Facing another tight fiscal year, officials say funding will remain steady this year, but produce suppliers are hoping for more.
“As far as this season goes, Jersey Fresh is a big concern,” said Ben Casella, field representative for the New Jersey Farm Bureau, Trenton.
“They don’t have quite the resources that they’ve had in the past due to the state budgets over the years, but hopefully the name and some local promotion will keep the product in demand.”
The Jersey Fresh budget, which once topped $1.2 million, has been slashed over recent years to its current low point of $150,000.
“It was a breathtaking cut, but Gov.
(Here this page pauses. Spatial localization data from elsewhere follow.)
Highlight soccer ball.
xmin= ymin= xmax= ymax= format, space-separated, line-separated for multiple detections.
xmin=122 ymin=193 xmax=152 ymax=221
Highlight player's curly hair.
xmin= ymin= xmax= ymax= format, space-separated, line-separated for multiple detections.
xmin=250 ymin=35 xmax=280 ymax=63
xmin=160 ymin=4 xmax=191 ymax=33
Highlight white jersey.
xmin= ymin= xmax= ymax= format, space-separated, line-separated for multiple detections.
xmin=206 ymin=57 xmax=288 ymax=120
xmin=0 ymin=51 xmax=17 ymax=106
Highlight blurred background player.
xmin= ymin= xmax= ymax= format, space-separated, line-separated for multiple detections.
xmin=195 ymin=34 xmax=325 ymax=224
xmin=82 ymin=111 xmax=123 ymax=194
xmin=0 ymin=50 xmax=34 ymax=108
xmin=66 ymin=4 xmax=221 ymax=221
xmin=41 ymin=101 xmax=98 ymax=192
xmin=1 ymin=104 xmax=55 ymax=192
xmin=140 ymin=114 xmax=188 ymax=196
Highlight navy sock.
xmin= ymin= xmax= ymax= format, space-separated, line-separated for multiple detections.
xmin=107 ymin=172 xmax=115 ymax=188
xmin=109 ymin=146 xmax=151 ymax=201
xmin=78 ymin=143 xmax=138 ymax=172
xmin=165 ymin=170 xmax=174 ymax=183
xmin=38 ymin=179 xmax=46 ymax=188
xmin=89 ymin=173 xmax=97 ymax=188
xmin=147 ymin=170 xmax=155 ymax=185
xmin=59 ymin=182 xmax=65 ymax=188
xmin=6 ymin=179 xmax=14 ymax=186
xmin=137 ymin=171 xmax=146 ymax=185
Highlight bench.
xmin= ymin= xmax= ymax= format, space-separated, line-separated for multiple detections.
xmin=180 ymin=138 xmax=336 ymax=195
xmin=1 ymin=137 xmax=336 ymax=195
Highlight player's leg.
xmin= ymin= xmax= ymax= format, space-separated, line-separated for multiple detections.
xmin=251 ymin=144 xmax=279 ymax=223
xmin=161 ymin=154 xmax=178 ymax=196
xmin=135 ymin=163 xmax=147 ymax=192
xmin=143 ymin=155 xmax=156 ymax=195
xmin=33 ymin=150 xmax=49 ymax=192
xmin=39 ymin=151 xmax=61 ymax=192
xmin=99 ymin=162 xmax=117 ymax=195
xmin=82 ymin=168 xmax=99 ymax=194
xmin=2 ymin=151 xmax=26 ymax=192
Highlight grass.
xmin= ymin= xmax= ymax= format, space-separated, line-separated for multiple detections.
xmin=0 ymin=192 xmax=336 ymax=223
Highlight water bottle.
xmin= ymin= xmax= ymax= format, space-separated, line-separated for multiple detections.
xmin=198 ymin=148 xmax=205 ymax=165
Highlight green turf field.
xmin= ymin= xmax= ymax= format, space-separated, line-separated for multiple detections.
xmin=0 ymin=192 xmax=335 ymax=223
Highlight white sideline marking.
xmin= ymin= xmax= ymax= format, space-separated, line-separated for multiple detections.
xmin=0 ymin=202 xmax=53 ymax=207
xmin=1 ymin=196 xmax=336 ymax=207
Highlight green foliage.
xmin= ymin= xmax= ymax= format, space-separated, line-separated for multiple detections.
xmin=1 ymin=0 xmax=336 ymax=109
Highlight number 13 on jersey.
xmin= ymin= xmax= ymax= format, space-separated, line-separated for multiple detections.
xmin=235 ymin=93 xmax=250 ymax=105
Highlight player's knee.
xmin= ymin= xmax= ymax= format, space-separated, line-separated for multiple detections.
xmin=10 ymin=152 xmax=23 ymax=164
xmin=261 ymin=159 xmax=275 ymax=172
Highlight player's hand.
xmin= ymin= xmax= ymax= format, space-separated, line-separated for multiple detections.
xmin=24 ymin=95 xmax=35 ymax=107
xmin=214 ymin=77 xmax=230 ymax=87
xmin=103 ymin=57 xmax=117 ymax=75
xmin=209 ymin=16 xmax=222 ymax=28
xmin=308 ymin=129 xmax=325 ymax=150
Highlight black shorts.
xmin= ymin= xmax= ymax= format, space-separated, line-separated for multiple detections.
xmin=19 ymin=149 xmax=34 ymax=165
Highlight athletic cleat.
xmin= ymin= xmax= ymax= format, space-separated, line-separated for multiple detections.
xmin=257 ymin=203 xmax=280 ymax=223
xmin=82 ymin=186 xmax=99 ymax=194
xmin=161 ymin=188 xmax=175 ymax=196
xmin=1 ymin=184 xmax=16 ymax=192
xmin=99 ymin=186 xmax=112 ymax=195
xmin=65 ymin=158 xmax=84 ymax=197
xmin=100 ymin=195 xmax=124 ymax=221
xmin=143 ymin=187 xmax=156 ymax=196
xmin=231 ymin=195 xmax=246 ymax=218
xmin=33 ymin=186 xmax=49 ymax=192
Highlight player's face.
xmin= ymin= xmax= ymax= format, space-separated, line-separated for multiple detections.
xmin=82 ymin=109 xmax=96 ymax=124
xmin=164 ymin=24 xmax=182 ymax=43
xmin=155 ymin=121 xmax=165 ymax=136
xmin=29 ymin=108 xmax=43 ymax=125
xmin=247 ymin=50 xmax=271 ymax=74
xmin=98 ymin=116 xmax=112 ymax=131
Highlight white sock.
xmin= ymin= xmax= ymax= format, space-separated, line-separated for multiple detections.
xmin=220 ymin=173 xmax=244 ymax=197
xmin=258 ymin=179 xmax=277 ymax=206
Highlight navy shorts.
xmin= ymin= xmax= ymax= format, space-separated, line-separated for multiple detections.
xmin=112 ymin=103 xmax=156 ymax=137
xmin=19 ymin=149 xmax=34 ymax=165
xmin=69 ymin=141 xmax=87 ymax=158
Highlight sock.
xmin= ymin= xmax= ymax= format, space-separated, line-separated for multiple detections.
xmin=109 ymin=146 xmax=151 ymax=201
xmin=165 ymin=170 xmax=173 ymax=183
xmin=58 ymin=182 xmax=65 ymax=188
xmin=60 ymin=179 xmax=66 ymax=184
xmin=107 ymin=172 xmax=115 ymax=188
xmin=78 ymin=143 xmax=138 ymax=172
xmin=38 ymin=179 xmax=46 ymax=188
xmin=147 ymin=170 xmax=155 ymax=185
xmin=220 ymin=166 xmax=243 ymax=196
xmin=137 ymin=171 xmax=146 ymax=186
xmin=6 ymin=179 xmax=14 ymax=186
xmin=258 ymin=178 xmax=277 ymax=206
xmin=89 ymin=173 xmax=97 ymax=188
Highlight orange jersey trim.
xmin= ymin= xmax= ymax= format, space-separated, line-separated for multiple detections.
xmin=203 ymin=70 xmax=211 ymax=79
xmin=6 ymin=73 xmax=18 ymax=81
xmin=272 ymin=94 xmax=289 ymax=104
Christie shows signs of being pro-agriculture,” said Peter Furey, executive director of the New Jersey Farm Bureau.
Furey said that in an atmosphere of “absolute fiscal austerity” throughout the state’s budget, many in the department are thankful that further cuts have not been made.
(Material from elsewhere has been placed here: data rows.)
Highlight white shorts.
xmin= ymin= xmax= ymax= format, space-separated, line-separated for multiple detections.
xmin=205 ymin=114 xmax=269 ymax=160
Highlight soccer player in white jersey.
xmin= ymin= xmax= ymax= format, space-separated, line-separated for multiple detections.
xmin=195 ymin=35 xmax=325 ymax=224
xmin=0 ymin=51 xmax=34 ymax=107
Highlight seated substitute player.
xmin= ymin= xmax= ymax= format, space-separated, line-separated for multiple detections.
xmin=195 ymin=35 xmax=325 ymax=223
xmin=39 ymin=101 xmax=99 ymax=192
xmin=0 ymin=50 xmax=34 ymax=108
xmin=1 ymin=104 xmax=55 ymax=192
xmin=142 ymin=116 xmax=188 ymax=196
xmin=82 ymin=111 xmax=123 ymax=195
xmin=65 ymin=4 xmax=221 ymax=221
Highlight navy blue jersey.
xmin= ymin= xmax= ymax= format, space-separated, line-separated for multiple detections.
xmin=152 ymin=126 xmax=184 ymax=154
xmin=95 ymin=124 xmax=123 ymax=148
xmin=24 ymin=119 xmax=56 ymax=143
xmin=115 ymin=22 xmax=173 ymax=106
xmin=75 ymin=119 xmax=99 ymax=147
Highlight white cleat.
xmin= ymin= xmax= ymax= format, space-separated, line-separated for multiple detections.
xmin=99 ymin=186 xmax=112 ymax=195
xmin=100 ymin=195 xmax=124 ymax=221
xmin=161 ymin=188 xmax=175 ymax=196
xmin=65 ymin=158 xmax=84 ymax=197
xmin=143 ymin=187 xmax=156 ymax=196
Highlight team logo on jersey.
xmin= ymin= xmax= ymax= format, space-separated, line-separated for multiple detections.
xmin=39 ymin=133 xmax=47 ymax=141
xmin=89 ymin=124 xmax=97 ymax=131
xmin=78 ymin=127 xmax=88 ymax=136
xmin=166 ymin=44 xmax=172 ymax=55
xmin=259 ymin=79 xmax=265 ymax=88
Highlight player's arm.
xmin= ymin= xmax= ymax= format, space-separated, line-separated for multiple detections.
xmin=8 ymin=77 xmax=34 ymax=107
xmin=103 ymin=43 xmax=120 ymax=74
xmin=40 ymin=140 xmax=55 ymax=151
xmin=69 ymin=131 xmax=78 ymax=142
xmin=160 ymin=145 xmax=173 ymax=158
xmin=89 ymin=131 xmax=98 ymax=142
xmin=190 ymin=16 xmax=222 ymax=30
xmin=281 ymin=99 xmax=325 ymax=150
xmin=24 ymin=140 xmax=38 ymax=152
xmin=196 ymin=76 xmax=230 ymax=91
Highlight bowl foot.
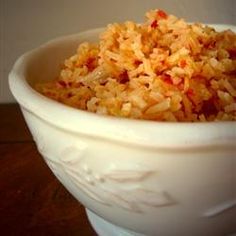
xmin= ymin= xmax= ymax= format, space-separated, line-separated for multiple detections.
xmin=86 ymin=208 xmax=145 ymax=236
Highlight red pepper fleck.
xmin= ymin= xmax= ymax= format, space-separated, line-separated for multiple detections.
xmin=134 ymin=60 xmax=142 ymax=66
xmin=151 ymin=20 xmax=158 ymax=28
xmin=162 ymin=74 xmax=172 ymax=84
xmin=186 ymin=88 xmax=194 ymax=96
xmin=201 ymin=99 xmax=218 ymax=116
xmin=157 ymin=10 xmax=168 ymax=19
xmin=119 ymin=70 xmax=129 ymax=84
xmin=228 ymin=48 xmax=236 ymax=59
xmin=179 ymin=59 xmax=187 ymax=68
xmin=204 ymin=41 xmax=216 ymax=49
xmin=198 ymin=37 xmax=204 ymax=44
xmin=57 ymin=80 xmax=67 ymax=88
xmin=86 ymin=57 xmax=96 ymax=71
xmin=67 ymin=92 xmax=73 ymax=98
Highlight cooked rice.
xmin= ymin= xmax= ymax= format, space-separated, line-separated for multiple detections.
xmin=36 ymin=9 xmax=236 ymax=121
“It was cut severely in the previous two or three years,” he said. “What that $150,000 allows is enforcement upgrading and some limited continuity with point-of-sales materials, which is important to keep that continuity in the program.”
Casella agreed that the new administration of Gov. Chris Christie has expressed support for the Department of Agriculture.
“The agricultural aspect of the operations budget wasn’t cut as drastically as it has been in the past, and he has made comments that he would like to restore the Jersey Fresh funding,” Casella said.
“I’m not really optimistic that it’s going to return, but I definitely think we have the governor’s support.”
Casella explained the state has been successful getting the Jersey Fresh program to the point of being an icon for the country, but he said continued funding is needed to keep the public aware that Jersey Fresh produce is available.
“It’s a program that needs constant monitoring, funding and plain advertising to the public that it’s available,” he said.
“There is a big push for local produce but that is … not really clearly defined, whereas ‘Jersey Fresh’ specifically describes it as from New Jersey.”
Casella said that translates to cuts in advertising, principally on television.
“That was scaled back to radio. Now the radio has been scaled back to some print media,” he said, noting that the program still participates in some regional trade shows in New England and the Newark, Del.-based Produce Marketing Association’s Fresh Summit.